Dwairy Tabry has written books that incorporate topics such as gender roles and the Arab family's attitude to modernization and tradition.

She wrote about death, divorce, bullying, abuse, and physical abuse for children. She wrote two books addressing sexual awareness, sexual abuse, and pedophilia, a topic considered taboo in Arab society. For example, the books The Body of Qushqush, published in 2001, and the book Qushqush the Guardian of the Castle, published in 2008, that discussed it. She wrote a book explaining to children how they came into the world, in Qushqush asks: How was I born? This book also deals with a topic that was not discussed in children's books in the Arab world at the time.

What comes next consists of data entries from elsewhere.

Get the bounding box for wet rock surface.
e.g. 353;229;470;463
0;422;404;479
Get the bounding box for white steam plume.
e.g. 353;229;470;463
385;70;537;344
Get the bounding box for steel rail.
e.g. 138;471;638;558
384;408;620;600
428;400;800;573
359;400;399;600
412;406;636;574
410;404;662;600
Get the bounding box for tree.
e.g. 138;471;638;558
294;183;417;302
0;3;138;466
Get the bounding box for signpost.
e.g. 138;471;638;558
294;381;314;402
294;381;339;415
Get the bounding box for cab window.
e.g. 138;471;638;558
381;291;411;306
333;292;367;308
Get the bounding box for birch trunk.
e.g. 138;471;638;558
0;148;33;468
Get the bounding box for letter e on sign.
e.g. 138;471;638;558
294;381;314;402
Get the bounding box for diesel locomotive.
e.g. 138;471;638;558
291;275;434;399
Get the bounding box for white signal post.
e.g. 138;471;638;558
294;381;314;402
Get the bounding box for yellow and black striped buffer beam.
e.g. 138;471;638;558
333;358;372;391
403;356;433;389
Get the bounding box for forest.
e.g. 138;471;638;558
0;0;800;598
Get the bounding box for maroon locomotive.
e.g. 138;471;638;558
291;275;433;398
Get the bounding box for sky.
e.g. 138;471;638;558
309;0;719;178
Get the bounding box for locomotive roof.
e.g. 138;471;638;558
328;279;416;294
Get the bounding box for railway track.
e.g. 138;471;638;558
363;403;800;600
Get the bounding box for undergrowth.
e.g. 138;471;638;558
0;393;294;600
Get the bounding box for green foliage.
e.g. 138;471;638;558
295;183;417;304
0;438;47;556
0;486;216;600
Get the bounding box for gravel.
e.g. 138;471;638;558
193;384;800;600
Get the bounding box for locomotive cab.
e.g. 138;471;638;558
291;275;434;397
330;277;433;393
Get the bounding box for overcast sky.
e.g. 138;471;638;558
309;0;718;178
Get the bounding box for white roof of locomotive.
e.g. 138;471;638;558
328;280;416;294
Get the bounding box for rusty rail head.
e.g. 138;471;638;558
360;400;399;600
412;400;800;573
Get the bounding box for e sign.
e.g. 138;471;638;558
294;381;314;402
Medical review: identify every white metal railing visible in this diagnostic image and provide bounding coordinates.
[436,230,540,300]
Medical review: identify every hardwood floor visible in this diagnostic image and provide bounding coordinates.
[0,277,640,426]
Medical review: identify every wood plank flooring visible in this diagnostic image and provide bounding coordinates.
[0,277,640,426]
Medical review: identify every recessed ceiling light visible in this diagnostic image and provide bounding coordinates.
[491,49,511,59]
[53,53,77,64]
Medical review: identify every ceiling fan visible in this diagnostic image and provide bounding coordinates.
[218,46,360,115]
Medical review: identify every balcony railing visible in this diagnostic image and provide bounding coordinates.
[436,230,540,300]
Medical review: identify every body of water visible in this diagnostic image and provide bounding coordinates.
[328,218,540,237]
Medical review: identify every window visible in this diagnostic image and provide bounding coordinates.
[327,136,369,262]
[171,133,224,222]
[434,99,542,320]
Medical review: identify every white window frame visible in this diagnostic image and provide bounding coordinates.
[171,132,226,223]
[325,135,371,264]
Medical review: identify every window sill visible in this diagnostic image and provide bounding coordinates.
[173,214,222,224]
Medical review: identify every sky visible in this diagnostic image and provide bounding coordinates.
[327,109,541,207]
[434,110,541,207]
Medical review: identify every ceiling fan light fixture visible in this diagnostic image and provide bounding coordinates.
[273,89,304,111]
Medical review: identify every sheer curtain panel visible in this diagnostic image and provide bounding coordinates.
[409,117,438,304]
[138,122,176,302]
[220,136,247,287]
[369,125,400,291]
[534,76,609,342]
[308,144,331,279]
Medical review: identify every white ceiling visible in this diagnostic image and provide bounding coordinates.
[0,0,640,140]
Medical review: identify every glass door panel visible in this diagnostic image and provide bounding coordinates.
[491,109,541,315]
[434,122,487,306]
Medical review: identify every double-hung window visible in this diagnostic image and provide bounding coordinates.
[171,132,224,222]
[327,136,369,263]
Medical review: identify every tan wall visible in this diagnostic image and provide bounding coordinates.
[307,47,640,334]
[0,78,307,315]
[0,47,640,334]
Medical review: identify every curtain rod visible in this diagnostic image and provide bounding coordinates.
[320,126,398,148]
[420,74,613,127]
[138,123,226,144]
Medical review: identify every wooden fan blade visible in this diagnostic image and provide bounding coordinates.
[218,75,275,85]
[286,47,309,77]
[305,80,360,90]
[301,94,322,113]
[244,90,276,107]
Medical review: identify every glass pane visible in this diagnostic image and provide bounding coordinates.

According to the book Studies in local children's literature few books discuss the sexual abuse of children in Israel. It noted Qushqush's body and Qushqush the Guardian of the Castle. It was noted in the study that other books lacked illustrations dealing with the subject. According to the study, Elham invented a character similar to every child in its behavior, which is why her books are loved by children and educators.

The stories are characterized by the illustrations and production, her writing in rhymes, the happy ending with a song at the end of each story, short sentences, the emotional expressions and phrasing of sentences according to a child's way of speaking. These techniques make it easier for the child to relate to the text and to the characters.